Silikat (SiO₂)
Der Nährstoff, auf dem Kieselalgen wachsen. Meist eine Leitungswasser-Erbschaft, meist verantwortlich für die braunen Algen im neuen Becken.
Was es ist
Silikat ist gelöstes Siliziumdioxid, in fast jedem Süßwasser zwischen 1 und 20 mg/L vorhanden. Kieselalgen — die braunen Algen, die jedes neue Becken auf Glas und Stein überziehen — bauen es direkt in ihre Zellwände ein.
Warum es wichtig ist
Silikat ist das fehlende Stück der "braune Algen im neuen Becken"-Geschichte.

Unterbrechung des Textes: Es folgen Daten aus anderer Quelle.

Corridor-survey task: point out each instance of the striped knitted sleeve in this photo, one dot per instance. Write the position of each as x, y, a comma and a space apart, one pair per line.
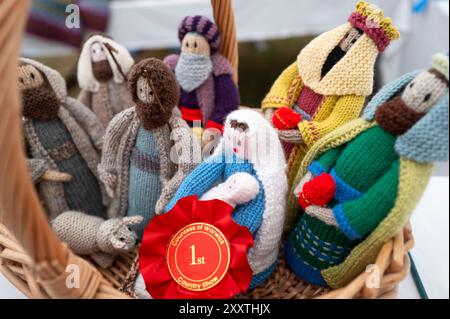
200, 180
359, 217
284, 91
325, 162
347, 107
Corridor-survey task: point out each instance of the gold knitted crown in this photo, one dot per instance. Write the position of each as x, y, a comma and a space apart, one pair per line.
374, 14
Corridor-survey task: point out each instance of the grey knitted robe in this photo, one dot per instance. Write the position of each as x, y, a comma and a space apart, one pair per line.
85, 134
174, 140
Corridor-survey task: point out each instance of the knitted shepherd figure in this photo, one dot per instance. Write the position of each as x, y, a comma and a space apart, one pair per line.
61, 135
375, 169
249, 145
139, 168
102, 69
327, 85
207, 90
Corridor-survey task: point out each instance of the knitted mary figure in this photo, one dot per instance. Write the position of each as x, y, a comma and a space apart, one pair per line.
249, 145
327, 85
102, 70
363, 180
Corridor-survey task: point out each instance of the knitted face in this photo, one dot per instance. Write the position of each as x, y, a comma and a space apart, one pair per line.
100, 66
341, 49
196, 44
154, 91
237, 139
399, 114
38, 98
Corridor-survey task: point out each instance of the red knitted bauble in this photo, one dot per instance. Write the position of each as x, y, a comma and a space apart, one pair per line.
318, 191
285, 118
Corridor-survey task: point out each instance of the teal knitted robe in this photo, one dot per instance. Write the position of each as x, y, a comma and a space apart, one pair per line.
366, 175
144, 179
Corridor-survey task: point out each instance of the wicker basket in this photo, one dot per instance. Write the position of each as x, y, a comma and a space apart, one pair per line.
34, 260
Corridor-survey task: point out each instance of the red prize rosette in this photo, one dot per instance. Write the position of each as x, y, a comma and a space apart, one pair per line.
195, 250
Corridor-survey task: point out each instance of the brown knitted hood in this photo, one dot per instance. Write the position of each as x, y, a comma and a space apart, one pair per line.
55, 79
164, 87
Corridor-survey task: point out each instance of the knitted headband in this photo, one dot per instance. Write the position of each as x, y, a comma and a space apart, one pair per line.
203, 26
371, 20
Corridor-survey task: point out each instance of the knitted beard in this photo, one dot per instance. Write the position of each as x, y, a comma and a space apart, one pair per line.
192, 70
396, 117
40, 103
152, 115
102, 71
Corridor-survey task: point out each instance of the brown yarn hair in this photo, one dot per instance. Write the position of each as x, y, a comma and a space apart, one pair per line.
164, 85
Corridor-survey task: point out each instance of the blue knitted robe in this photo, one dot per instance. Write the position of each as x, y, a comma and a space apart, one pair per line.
144, 186
217, 169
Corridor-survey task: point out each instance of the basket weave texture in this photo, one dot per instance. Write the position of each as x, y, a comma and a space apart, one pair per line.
34, 260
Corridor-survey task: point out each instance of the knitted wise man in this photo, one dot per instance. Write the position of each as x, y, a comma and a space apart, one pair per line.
371, 174
207, 90
102, 69
61, 135
139, 168
327, 85
249, 145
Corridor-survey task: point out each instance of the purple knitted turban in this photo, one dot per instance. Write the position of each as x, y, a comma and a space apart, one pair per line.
203, 26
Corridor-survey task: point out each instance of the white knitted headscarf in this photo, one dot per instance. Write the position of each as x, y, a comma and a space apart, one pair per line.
86, 79
266, 155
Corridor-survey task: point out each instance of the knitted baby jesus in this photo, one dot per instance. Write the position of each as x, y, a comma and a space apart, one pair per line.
249, 162
238, 189
351, 188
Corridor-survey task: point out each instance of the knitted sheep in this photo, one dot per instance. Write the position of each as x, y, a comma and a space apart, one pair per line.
101, 239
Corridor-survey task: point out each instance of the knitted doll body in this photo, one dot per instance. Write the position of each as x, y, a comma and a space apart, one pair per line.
326, 87
102, 69
138, 168
243, 150
61, 135
207, 90
368, 169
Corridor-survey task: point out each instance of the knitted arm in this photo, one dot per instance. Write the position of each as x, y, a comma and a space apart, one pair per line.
107, 168
87, 120
226, 101
281, 93
359, 217
85, 98
347, 108
325, 162
186, 152
201, 179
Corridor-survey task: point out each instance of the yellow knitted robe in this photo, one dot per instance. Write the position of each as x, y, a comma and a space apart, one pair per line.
344, 88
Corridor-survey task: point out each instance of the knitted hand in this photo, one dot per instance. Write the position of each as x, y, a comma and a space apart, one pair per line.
322, 213
55, 176
109, 181
308, 176
285, 118
290, 136
239, 188
318, 191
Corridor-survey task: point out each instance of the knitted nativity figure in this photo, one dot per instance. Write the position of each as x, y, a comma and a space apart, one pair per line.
62, 136
249, 145
207, 90
363, 180
327, 85
102, 69
139, 168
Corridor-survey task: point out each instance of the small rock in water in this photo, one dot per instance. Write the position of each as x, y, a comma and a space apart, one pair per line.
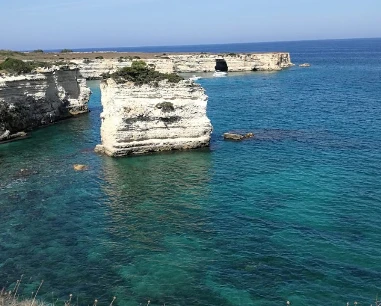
234, 136
78, 167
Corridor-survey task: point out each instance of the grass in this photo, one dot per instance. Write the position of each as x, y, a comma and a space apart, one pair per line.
8, 53
139, 73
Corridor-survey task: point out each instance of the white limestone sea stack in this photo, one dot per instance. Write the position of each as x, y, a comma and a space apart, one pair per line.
139, 119
35, 99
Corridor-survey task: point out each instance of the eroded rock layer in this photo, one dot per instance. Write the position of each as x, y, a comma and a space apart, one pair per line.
148, 118
32, 100
93, 69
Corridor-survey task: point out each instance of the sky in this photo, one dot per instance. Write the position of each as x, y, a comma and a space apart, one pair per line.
58, 24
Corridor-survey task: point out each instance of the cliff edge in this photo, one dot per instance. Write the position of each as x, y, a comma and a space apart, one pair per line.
35, 99
138, 118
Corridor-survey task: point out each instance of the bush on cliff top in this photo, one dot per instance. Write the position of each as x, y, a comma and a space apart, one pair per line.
15, 66
139, 73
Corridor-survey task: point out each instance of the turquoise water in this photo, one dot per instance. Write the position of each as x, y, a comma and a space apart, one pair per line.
293, 214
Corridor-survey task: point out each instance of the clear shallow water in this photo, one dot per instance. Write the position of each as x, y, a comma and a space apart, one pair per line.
293, 214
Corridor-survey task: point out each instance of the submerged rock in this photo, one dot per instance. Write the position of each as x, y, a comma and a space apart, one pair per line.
79, 167
153, 117
235, 136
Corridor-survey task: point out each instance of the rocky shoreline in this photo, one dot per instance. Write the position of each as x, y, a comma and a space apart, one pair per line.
32, 100
152, 117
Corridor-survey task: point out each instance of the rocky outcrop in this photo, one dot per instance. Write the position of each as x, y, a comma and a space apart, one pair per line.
149, 118
193, 63
32, 100
235, 136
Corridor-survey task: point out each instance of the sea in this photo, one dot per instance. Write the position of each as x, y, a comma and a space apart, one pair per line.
290, 215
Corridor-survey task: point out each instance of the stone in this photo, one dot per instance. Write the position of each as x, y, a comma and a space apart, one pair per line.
79, 167
149, 118
237, 137
191, 63
233, 136
33, 100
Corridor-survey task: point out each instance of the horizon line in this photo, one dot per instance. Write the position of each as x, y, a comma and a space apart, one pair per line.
203, 44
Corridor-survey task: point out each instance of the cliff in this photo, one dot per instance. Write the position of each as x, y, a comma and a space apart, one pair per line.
148, 118
193, 63
31, 100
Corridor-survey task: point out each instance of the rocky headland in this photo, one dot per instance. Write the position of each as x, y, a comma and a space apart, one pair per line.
150, 111
188, 63
40, 97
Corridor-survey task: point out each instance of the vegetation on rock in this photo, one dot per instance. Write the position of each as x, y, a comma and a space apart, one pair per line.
16, 66
139, 73
7, 53
165, 106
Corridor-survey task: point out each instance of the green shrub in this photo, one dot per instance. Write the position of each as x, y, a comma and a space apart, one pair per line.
140, 74
165, 106
8, 53
17, 66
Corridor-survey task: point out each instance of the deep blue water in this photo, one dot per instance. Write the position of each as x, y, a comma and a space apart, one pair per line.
292, 214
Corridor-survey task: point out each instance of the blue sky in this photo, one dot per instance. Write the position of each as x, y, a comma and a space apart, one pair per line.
52, 24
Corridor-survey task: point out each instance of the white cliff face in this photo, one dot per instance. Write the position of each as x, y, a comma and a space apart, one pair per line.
142, 119
191, 63
33, 100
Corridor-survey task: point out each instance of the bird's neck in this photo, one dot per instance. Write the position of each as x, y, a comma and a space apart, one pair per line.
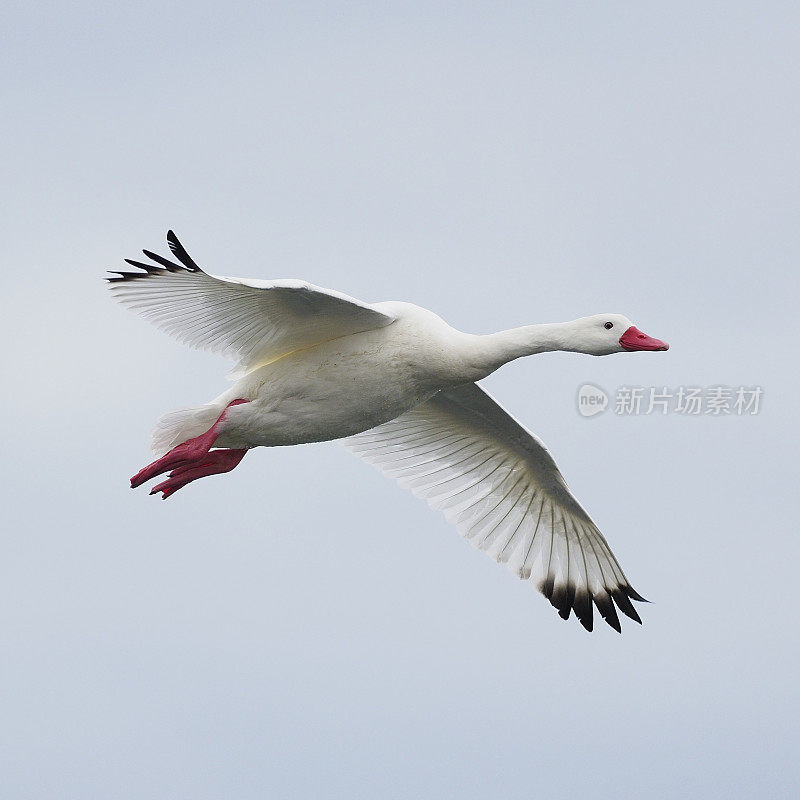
495, 349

Die Standardstory (wenig Licht + bakterielles Einfahren produzieren Kieselalgen, die später durch Grünalgen verdrängt werden) stimmt meist — aber Tanks mit hohem Leitungswasser-Silikat bleiben monatelang kieselalgen-anfällig statt nur wochenlang. Nicht die Kieselalgen sind das eigentliche Problem; das Silikat, von dem sie leben, ist es.
Wie testen
JBL Silikat, Sera SiO₂. Leitungswasser an der Quelle UND Beckenwasser testen — die Quelle zeigt dir die Ausgangslast.
Wie hoch und niedrig aussehen
Unter 1 mg/L: Kieselalgen-Wachstum verlangsamt sich, Scheiben bleiben sauber. 1–5 mg/L: typischer Leitungswasserbereich, Kieselalgenblüte in neuen Becken wahrscheinlich. Über 10 mg/L: dauerhafte Kieselalgen-Probleme auch in eingefahrenen Becken; brauner Belag kommt eine Woche nach Reinigung zurück.
Wie beheben
Wenn Silikat die Wurzel ist und du die üblichen Verdächtigen ausgeschlossen hast: Osmoseanlage oder silikatspezifisches Harz (Sera Silikatex, JBL SilicatEx) im Filter. Osmose entfernt Silikat effektiv (≥95% Rückhalt). Harz wirkt in-line, lädt sich aber schneller voll als Aktivkohle — bei hohem Leitungssilikat monatlich tauschen. Häufigere Wasserwechsel führen nur zurück zum (immer noch silikatreichen) Leitungswasser-Baseline; nachhaltiger Fix nur an der Quelle.